En même temps, le couple Biden-Harris n’est pas une somme de médiocrités. Joe Biden a été sénateur pendant trente ans, vice-président pendant huit ans, Kamala Harris (qui se destine à la présidence en 2024) était sénatrice après avoir occupé le poste de procureur de la Californie. Ces deux-là ne souhaitent pas plonger leur pays dans une révolution. Ils veulent, comme tous les dirigeants centristes du monde, le réformer.
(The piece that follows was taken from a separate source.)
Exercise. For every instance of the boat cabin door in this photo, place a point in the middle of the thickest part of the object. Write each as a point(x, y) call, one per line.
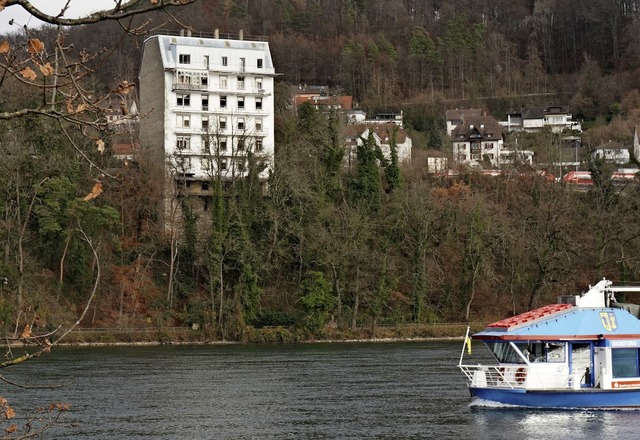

Ils continueront à le faire, même s’ils affrontent le vent contraire que fait souffler la minorité républicaine. Il n’est pas impossible que, maintenant qu’il est à terre, les ténors du Grand Old Party se ravisent et s’affranchissent de sa tutelle ; ses chances de continuer à peser sur la politique ne vont pas cesser de s’amenuiser. Depuis des mois, les railleries de Trump (« Sleepy Joe »), ses attaques venimeuses, ses mensonges, ses manœuvres (chez lui, la corruption, c’est à ciel ouvert) ont présenté Biden et ses amis démocrates comme une bande de losers. Mais les losers ont gagné. Ce qui prouve au moins une chose : leur stratégie, prudente, sobre et discrète était la bonne.

Ce que Biden saura faire.

En tout cas,  Joe Biden ne sera pas amorphe : il a déjà annoncé que les États-Unis reviendraient dans le giron de la conférence mondiale sur le climat ; il est probable qu’ils reviendront à l’Unesco ; il est certain qu’ils vont redevenir membre de l’OTAN à part entière. Il ne fait aucun doute que la pandémie sera gérée désormais avec un minimum de ferveur et de dynamisme, que la réforme de l’assurance-maladie, amorcée par Obama, va progresser, en dépit des réticences républicaines. Les électeurs américains ont compris ce qui se passe au moment d’une épidémie quand on n’a pas d’assurance-maladie. Les pessimistes font grand cas de la division du pays entre deux grands corps sociaux, ceux de la campagne et ceux des villes, les suprémacistes blancs et ceux qui vénèrent les libertés pour tous, la gauche dite socialiste (écoutez Biden et vous verrez ce qu’il en est) et la droite réactionnaire et irréductible. Il n’existe pas d’autre moyen, pour un gouvernement rationnel, de convaincre par les actes qu’il ne présente aucun danger pour ses opposants. Et ça, Biden saura le faire.